A comunicação social portuguesa quer escrita, vista ou falada está pela rua da amargura. Não sei onde esta rua está situada mas… tudo indica que ela existe. Isso indica!
Todos os dias somos massacrados com notícias díspares. Uma grande parte dos portugueses deixou de comprar jornais. Uns para poupar mais uns euros ao fim do mês, outros porque não estão para ler disparates. Estou no grupo dos primeiros. Tomo conhecimento das notícias dos jornais através da Internet e como disse poupo uns euros.
Tudo para eles serve para noticiar. Em tempos antes de sair as notícias havia direito ao contraditório. Assim é que era notícia. A parte que era mencionada tinha direito à sua versão se entendesse que sim. Não como agora. Tudo que lhes dizem as fontes anónimas sai em primeiro mão e o lesado que prove que não é assim. Mesmo depois de provado o impacto é menor porque revelam esse desmentido em parangona menor e num lugar de menor importância do jornal. Estou em crer que não vai faltar muito para estes pedidos de desmentidos comecem a ser divulgados nos anúncios de sexo, como a maioria dos jornais portugueses são useiros e vezeiros neste tipo de publicidade. É que os directores dos jornais julgam que todos são como eles.

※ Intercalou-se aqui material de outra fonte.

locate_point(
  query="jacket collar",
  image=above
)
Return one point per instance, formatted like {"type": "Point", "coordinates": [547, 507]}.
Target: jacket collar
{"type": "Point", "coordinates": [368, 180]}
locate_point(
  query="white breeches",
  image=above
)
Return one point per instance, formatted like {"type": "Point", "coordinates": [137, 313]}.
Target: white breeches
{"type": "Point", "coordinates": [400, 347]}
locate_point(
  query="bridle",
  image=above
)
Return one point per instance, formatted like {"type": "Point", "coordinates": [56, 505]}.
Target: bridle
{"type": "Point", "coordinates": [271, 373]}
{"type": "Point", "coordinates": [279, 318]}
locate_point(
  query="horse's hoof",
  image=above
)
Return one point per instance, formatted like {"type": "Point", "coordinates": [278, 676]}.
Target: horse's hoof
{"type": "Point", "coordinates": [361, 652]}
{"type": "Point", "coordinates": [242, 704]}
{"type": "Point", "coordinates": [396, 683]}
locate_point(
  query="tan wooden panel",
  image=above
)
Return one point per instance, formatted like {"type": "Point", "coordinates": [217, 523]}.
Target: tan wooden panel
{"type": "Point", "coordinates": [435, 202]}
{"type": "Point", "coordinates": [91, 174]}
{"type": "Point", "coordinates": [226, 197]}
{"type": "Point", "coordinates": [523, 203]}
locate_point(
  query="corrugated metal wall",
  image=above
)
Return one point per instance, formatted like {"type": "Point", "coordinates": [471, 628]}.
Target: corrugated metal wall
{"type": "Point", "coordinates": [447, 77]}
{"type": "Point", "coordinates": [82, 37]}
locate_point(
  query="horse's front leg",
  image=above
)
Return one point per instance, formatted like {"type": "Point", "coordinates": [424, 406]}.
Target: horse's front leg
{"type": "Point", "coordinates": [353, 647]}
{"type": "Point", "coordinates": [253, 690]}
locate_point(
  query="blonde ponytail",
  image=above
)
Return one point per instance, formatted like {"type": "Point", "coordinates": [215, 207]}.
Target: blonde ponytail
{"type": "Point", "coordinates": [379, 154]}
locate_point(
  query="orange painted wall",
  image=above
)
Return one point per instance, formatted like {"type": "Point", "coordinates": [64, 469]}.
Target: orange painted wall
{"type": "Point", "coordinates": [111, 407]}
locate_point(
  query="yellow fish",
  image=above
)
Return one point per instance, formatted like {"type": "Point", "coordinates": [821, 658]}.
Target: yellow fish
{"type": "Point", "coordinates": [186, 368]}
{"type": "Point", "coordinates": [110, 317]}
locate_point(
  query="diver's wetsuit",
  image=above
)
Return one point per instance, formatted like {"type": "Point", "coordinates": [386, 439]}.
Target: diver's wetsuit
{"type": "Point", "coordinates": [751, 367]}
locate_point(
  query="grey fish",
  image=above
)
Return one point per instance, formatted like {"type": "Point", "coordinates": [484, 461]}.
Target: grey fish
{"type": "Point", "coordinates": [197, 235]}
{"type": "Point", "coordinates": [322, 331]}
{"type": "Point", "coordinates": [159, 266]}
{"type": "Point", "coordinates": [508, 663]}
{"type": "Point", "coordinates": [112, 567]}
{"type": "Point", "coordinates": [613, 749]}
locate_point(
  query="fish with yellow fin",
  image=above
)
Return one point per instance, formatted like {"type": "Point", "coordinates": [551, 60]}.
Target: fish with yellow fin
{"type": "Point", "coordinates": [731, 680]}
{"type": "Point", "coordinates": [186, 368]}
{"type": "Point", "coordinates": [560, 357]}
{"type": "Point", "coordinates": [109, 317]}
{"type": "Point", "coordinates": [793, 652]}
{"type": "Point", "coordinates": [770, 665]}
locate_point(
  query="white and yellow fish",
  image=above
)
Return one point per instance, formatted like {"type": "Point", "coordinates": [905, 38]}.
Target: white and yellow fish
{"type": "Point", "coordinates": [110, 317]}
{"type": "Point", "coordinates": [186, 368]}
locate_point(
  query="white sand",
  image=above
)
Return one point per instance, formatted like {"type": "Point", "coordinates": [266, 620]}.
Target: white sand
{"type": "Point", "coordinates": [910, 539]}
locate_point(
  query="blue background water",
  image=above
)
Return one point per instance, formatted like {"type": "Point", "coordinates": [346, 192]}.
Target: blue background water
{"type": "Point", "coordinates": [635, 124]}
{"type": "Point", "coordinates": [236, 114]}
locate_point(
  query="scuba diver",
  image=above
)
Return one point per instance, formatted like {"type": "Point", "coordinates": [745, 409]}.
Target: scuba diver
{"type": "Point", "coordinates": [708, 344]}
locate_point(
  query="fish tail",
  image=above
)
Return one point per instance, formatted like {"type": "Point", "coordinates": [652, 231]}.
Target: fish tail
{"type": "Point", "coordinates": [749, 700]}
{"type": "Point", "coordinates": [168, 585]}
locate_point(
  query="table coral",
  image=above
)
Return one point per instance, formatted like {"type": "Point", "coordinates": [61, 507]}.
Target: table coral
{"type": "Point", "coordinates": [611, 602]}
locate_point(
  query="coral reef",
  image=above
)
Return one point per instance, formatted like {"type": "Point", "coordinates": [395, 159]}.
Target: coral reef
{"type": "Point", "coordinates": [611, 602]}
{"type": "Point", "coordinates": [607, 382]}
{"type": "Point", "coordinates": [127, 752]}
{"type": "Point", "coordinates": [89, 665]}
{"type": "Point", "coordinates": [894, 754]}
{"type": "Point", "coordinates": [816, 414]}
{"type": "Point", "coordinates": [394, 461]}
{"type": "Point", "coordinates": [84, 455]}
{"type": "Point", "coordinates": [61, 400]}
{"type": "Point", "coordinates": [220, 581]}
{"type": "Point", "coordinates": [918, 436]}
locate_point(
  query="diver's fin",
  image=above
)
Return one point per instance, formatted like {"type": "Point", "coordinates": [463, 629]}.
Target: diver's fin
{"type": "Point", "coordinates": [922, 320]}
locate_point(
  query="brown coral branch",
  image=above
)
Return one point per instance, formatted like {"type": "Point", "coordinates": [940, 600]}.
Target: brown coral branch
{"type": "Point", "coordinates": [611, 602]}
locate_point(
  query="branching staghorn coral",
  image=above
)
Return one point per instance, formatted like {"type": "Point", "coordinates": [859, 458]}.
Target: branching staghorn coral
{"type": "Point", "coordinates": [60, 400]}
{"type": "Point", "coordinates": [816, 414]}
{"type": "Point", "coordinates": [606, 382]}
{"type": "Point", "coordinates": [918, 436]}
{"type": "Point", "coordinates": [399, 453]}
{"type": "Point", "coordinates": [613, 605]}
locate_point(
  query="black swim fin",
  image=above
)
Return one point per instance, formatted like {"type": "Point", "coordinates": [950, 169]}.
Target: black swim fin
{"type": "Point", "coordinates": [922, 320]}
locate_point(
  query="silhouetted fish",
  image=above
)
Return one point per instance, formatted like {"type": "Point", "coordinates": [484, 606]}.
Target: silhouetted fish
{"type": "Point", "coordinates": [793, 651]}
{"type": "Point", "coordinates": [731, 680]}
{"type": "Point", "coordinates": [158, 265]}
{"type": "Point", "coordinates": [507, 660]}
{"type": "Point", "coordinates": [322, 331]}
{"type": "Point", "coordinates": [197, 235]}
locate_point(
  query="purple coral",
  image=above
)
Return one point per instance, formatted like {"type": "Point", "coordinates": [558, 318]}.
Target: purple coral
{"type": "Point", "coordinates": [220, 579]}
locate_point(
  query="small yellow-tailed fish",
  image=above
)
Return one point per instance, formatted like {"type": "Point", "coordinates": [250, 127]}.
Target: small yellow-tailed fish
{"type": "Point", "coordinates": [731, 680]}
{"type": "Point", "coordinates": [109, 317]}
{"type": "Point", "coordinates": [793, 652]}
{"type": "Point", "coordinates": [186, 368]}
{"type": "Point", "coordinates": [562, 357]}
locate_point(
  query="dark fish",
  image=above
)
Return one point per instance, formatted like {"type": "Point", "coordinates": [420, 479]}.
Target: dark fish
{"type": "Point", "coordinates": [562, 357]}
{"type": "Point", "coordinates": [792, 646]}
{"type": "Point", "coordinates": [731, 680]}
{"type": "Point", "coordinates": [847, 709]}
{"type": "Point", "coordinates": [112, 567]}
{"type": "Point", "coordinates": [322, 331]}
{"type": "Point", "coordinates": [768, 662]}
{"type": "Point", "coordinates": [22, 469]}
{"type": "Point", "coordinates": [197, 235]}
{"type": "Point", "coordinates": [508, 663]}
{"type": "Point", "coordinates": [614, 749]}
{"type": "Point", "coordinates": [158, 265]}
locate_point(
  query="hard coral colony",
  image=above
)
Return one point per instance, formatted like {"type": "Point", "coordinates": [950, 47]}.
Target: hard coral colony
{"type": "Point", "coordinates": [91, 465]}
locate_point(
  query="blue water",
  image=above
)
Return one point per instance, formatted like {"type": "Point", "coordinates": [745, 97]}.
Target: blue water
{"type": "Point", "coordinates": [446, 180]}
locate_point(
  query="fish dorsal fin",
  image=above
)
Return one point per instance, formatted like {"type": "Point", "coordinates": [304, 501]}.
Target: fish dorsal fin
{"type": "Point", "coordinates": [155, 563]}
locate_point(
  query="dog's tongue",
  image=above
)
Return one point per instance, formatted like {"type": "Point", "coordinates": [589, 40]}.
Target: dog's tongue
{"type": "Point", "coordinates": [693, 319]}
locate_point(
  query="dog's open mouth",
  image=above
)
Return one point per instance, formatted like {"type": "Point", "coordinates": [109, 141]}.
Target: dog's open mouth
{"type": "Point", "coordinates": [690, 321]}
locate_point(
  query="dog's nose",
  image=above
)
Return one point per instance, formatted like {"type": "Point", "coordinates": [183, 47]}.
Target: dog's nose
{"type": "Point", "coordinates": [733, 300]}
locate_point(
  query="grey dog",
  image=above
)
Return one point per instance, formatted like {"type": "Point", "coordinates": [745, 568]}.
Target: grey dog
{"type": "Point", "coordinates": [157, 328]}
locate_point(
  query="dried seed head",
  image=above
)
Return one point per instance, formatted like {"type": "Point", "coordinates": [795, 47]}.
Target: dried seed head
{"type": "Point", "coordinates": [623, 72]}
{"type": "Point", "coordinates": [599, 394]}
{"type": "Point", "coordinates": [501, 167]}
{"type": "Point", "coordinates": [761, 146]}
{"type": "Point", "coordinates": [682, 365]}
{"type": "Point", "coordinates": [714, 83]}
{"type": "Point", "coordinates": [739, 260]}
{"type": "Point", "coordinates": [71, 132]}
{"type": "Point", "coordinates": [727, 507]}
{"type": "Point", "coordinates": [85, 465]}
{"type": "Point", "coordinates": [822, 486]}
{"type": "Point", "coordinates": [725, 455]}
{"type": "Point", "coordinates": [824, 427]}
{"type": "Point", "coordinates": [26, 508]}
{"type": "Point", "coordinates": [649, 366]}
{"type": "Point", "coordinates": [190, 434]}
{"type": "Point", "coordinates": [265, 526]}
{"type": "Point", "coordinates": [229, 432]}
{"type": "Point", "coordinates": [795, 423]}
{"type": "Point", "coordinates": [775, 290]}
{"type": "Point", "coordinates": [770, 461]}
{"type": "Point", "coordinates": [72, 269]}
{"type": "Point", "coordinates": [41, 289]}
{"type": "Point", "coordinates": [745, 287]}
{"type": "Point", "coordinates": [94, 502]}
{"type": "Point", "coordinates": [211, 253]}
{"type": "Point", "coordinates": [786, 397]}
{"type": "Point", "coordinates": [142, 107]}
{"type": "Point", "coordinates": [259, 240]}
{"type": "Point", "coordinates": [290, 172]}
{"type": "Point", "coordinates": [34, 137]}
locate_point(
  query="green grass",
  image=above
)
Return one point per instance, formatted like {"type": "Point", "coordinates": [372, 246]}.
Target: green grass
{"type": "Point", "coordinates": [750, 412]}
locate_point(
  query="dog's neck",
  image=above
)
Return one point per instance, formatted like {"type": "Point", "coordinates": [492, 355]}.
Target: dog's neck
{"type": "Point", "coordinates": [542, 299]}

Noticiam de tudo e de tudo sabem! São como os treinadores de bancada que acertam sempre depois do jogo acabado. Não admira que depois sofram dissabores pelas “notícias” dadas. Aliás o intuito deles é que seja só notícia. Porque a veracidade para os jornalistas é coisa de somenos importância. O que interessa é vender o papel. Antigamente os jornais depois de lidos serviam para algo, hoje nem para isso. As castanhas têm outros adereços para serem embrulhadas e com o evento do papel higiénico os jornais perderam concorrência.
A maioria dos jornalistas deviam ser adaptados nos WC púbicos ou nas áreas de serviço. De certeza que a selecção era fácil de fazer.